Added to these recommendations the paragraphs from the annual State Department drug trafficking report, signed by Condoleezza Rice, that deal with Argentina, and which the ambassador had also pointed out in his meeting with the Fernández. The report underlines the recent appearance of cocaine laboratories in Greater Buenos Aires, the metro area surrounding the capital that is home to more than ten million people. Colombian drug traffickers, according to the report, set up these laboratories to process coca base paste that they import from Bolivia. Another fact the report notes is a rise in the sale of “paco,” a drug similar to crack. The State Department, however, called the coordination with Kirchner in 2004 “excellent.”
The test comes on March 22, when U.S. Defense Secretary Donald Rumsfeld arrives in Argentina. His mission is now well known: to speed up the installation of high-tech surveillance equipment in the country’s borders. The control and militarization of the land is the U.S.’s biggest goal, which the above report cites as a decisive point, urging “the creation of a Tri-border task force in the province of Misiones.” Comments have also circulated from drug Czar John Walters, speaking of “the narcos’ efforts to come to Argentina,” as a strategic point for traffic to Europe.

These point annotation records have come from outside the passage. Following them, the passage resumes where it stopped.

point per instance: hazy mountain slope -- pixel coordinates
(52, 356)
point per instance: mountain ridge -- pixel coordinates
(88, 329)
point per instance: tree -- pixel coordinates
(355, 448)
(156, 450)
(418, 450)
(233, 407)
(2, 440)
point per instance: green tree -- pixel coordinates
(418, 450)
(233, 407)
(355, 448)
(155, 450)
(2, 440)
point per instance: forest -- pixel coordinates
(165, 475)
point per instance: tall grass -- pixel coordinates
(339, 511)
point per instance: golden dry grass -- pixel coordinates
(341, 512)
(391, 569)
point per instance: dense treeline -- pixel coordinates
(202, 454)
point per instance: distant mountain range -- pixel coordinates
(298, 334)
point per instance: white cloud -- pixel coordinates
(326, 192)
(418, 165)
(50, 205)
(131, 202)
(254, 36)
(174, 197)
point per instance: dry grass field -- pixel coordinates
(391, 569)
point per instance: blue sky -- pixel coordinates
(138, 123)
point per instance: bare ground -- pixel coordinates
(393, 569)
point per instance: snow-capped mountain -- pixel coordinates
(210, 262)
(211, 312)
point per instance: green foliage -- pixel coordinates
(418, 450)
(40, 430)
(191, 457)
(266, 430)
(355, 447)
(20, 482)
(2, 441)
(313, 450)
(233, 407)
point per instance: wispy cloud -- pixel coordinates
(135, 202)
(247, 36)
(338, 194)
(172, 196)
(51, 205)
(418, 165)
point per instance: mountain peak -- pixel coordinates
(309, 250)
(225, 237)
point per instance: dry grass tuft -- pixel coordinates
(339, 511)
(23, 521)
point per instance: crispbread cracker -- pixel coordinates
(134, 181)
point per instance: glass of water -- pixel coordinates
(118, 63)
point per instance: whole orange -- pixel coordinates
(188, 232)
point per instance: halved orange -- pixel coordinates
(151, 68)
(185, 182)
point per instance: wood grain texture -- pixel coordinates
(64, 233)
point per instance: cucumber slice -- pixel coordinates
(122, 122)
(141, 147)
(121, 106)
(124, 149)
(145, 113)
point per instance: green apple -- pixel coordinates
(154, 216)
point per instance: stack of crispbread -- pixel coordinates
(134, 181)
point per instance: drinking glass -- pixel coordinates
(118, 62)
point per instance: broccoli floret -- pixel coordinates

The narco-scandal has brought up the issue of drug trafficking in Argentina – the statistics, the routes, the complicity – and opens the question of what policy the government will follow. That is to say, if the state really has the capacity to manage security when, in the case of SW and the Ezeiza “drug pipeline” (but also other cases), the control seems to lie with the mafia, along with the winking complicity of numerous officials. In fact, the legal investigation is now working under the hypothesis that it will find an organization tied to the country’s political and economic elite, with the participation of security forces.
The situation of many important government members remains unclear – in particular, the Argentine ambassador to Spain, Carlos Bettini, who was director of Aerolíneas Argentinas until 1998, when that company began its partnership with SW. According to Spanish investigators Carlos Alvarez Teijeiro and José Cretazz, “the company had an agreement with Southern Winds, which acted as a ‘feeder line’ (a branch separated from the airline’s main routes). It is, very possibly, the first time in the history of commercial aviation in which a company paid a flat rate to its feeder line, independent of the number of passengers it is transporting.” (Read the report here.)
Another unresolved issue is that of Transportation Secretary Ricardo Jaime, who despite explicit support from the government could not avoid falling under prosecutor Ruiz Morales’ magnifying glass for the link between his department and SW. “The justice department wants to establish the relationship between SW and the Transportation Department,” a source close to the investigation told the newspaper Página/12. For his part, SW owner Juan Maggio said that Jaime was his “boss.” With things as they are, it seems the “narco-scandal” is here to stay for a while longer.
Verónica Gago is an Argentine journalist who contributes to the newspaper Pagina/12 of Argentina and the Uruguayan weekly Brecha. She is also the co-author of the book Apuntes sobre el Nuevo protagonismo social” (“Notes on the New Social Prominence”) from Editorial De mano en mano, a member of the autonomous research collevitve “Situations,” and a student of international economy at the University of Buenos Aires.